The economics
Production agents tend to be expensive per query:
- They use the strongest LLM (cost: $$).
- They use the most tools (latency: seconds).
- They emit full audit trails (compute + storage).
For a question like “what’s my balance?” — none of that is needed. A simple Postgres query plus a string-format would do.
A cost-aware dispatcher routes between the cheap path (direct query) and the expensive path (full agent) based on the query.
The classifier
type Class int
const (
ClassSimpleLookup Class = iota // → cheap path
ClassConversational // → small LLM, no tools
ClassDomainSpecific // → production agent
ClassAdversarial // → safety review + production agent
)
func classify(ctx context.Context, query string) Class {
return smallClassifier.Predict(ctx, query)
}
func dispatch(ctx context.Context, query string) Response {
switch classify(ctx, query) {
case ClassSimpleLookup:
return directQuery(ctx, query) // ~10ms, free
case ClassConversational:
return smallLLM(ctx, query) // ~200ms, $0.0001
case ClassDomainSpecific:
return productionAgent.Run(ctx, query) // ~3s, $0.05
case ClassAdversarial:
return safetyReview(ctx, query) // ~5s, $0.10
}
}
The classifier is small and fast. The cost per classification is dwarfed by the cost saved.
Numbers from one workload
For a customer-support copilot serving ~50K queries/day:
| Path | Volume | Cost/query | Daily cost |
|---|---|---|---|
| Simple lookup | 35% (17,500) | $0.0001 | $1.75 |
| Conversational | 25% (12,500) | $0.001 | $12.50 |
| Domain agent | 35% (17,500) | $0.05 | $875 |
| Safety review | 5% (2,500) | $0.10 | $250 |
| Total | 50,000 | avg $0.023 | $1,139 |
Without the dispatcher (all queries → production agent): 50,000 × $0.05 = $2,500/day. The dispatcher cut cost ~55% without affecting user experience.
What to watch for
Misclassification cost asymmetry. Routing a domain-specific query to the simple lookup is bad (wrong answer). Routing a simple lookup to the production agent is just expensive. Bias the classifier toward the more thorough path on uncertain cases.

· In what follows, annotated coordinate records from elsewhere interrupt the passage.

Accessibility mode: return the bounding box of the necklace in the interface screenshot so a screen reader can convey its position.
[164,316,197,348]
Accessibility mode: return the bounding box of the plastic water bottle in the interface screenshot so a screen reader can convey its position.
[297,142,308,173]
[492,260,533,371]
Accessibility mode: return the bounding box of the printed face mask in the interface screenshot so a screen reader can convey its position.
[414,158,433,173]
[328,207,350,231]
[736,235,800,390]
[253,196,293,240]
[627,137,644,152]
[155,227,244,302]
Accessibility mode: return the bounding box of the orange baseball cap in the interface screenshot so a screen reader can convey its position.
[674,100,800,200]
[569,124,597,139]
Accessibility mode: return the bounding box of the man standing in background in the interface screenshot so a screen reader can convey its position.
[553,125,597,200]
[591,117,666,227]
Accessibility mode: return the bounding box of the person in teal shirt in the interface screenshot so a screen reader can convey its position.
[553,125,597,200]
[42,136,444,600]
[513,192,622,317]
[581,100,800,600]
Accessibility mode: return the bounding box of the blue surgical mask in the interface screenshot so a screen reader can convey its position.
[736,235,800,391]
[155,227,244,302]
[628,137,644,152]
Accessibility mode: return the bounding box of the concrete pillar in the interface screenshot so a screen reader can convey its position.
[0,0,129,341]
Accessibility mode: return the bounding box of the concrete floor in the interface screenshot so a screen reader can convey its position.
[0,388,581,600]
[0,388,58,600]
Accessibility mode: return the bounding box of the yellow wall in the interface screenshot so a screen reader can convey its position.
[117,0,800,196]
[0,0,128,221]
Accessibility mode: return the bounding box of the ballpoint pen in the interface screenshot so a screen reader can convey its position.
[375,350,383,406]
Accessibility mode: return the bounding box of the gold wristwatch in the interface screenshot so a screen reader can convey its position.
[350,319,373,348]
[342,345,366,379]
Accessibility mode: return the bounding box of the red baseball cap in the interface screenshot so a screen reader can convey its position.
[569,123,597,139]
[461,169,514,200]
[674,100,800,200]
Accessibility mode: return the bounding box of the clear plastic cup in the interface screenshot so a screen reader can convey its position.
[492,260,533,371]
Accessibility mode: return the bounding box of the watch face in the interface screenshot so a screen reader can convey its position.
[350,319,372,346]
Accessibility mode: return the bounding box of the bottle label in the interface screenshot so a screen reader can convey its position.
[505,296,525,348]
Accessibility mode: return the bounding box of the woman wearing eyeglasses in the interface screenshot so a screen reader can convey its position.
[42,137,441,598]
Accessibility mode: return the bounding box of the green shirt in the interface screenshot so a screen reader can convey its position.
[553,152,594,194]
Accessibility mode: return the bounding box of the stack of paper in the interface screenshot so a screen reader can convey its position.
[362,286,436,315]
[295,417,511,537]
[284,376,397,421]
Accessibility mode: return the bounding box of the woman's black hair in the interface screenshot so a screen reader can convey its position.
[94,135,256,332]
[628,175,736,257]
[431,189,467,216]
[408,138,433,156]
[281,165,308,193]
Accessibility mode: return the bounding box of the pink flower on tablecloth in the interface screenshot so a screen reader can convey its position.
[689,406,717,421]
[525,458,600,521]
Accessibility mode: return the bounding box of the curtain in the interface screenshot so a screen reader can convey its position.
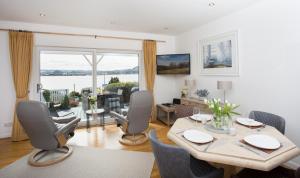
[9,31,33,141]
[143,40,156,121]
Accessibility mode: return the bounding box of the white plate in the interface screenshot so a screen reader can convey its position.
[183,129,214,143]
[190,114,213,122]
[244,134,280,150]
[236,117,263,127]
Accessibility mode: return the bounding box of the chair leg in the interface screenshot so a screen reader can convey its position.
[119,133,148,145]
[28,145,73,167]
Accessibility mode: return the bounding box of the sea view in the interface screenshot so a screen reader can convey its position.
[41,74,138,92]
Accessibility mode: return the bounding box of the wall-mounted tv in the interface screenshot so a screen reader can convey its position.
[156,54,191,74]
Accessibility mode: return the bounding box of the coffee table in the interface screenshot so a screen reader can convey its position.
[85,109,105,130]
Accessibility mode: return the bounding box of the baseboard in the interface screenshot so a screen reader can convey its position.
[0,133,11,138]
[282,161,300,170]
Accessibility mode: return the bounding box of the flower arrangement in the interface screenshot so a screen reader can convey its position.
[89,96,97,109]
[181,87,188,98]
[204,99,240,128]
[195,89,209,98]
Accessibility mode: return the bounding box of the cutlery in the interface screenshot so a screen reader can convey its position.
[237,142,268,157]
[203,141,214,152]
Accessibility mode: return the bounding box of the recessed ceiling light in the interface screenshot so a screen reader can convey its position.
[208,2,216,7]
[40,13,46,17]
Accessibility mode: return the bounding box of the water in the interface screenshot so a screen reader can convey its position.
[41,74,139,92]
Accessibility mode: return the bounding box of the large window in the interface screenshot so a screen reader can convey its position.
[39,49,139,124]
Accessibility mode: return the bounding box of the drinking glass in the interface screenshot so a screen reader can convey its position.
[193,107,200,125]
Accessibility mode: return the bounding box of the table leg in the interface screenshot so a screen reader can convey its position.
[86,114,90,132]
[102,113,105,130]
[167,112,170,127]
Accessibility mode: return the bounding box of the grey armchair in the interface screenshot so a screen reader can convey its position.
[110,91,153,145]
[149,130,224,178]
[249,111,285,134]
[16,101,80,166]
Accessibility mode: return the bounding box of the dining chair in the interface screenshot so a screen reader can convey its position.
[232,166,300,178]
[110,91,153,145]
[175,104,194,119]
[249,111,285,134]
[149,130,224,178]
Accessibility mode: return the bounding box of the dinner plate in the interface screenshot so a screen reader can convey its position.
[236,117,263,127]
[244,134,280,150]
[190,114,213,122]
[183,129,214,143]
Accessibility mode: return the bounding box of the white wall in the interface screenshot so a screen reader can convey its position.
[176,0,300,163]
[0,21,176,138]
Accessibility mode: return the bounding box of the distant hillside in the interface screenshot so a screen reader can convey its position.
[41,66,139,76]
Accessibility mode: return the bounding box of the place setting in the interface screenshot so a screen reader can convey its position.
[237,134,283,157]
[236,117,266,129]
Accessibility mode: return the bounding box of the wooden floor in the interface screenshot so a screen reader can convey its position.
[0,122,172,178]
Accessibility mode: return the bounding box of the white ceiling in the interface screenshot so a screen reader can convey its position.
[0,0,260,35]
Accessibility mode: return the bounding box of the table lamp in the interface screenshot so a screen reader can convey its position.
[217,81,232,103]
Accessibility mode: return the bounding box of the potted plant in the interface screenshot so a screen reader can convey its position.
[204,99,240,130]
[89,96,97,112]
[196,89,209,100]
[43,90,50,108]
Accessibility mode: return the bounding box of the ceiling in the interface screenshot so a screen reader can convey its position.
[0,0,260,35]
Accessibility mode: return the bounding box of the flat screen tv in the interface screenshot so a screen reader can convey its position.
[156,54,191,75]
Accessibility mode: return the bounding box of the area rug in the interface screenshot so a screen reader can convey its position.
[0,146,154,178]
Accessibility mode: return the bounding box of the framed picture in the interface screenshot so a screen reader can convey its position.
[199,31,239,76]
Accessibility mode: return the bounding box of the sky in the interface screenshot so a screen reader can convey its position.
[40,53,138,71]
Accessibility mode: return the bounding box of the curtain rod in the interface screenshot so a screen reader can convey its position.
[0,29,166,43]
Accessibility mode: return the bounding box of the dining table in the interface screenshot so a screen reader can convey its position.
[167,117,300,178]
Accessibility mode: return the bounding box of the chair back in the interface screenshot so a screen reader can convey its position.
[16,101,58,150]
[149,130,191,178]
[175,104,193,119]
[249,111,285,134]
[107,97,121,113]
[127,91,153,134]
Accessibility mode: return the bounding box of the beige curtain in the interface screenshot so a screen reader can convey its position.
[143,40,156,121]
[9,31,33,141]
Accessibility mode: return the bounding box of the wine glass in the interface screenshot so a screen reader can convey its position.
[193,107,200,124]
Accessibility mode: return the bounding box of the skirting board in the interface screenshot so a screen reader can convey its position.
[0,132,11,139]
[282,161,300,170]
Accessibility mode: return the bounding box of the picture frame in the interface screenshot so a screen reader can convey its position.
[198,31,239,76]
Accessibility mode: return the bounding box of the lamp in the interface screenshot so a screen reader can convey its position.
[217,81,232,103]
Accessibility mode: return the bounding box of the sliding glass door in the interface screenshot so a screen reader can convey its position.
[39,49,140,124]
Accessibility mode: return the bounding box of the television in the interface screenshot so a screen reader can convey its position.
[156,54,191,75]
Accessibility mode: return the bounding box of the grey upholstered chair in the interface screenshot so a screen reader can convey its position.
[175,104,193,119]
[17,101,80,166]
[149,130,224,178]
[110,91,153,145]
[249,111,285,134]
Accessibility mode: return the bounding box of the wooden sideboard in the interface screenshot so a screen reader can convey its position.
[181,98,211,114]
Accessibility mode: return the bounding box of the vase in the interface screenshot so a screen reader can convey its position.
[212,115,232,130]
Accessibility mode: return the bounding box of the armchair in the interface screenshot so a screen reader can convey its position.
[110,91,153,145]
[17,101,80,166]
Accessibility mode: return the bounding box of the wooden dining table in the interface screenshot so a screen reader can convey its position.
[168,118,300,178]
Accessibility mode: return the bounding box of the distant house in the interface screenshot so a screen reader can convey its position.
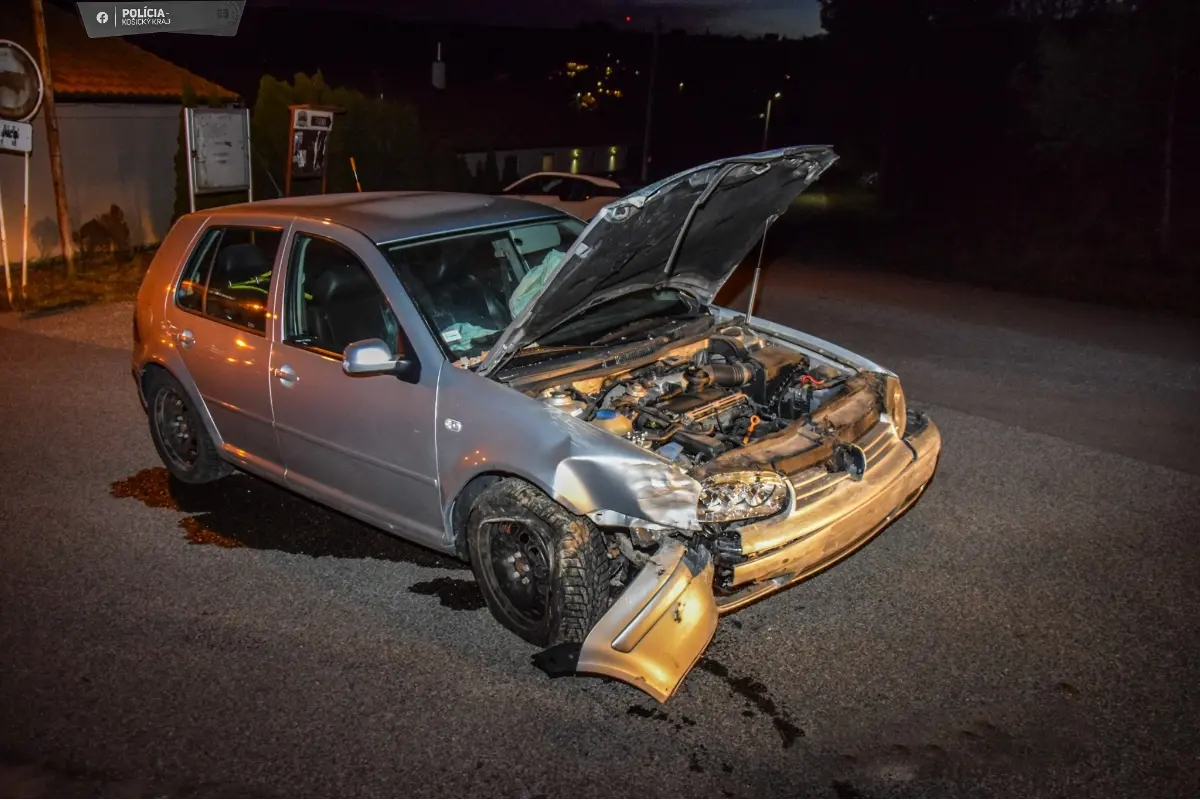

Classifier drift. As your query distribution changes (new feature launches, seasonal patterns), the classifier’s accuracy drifts. Retrain quarterly; monitor the per-class quality.
The “simple lookup that becomes complex” case. User asks “what’s my balance” but then follows up with “and why did it drop yesterday?” The follow-up needs the agent. The dispatcher has to be conversation-aware, not query-aware.
Genie’s wiring
pkg/llm/router.go does this for the LLM selection level (small model vs large model). The agent-level dispatcher is per-deployment — for Genie’s hosted shape it’s a separate handler that classifies and routes. The pattern is identical at both levels.
For any production AI workload above a few thousand queries per day, this is the highest-leverage cost optimisation that doesn’t compromise quality. The classifier is small; the savings compound.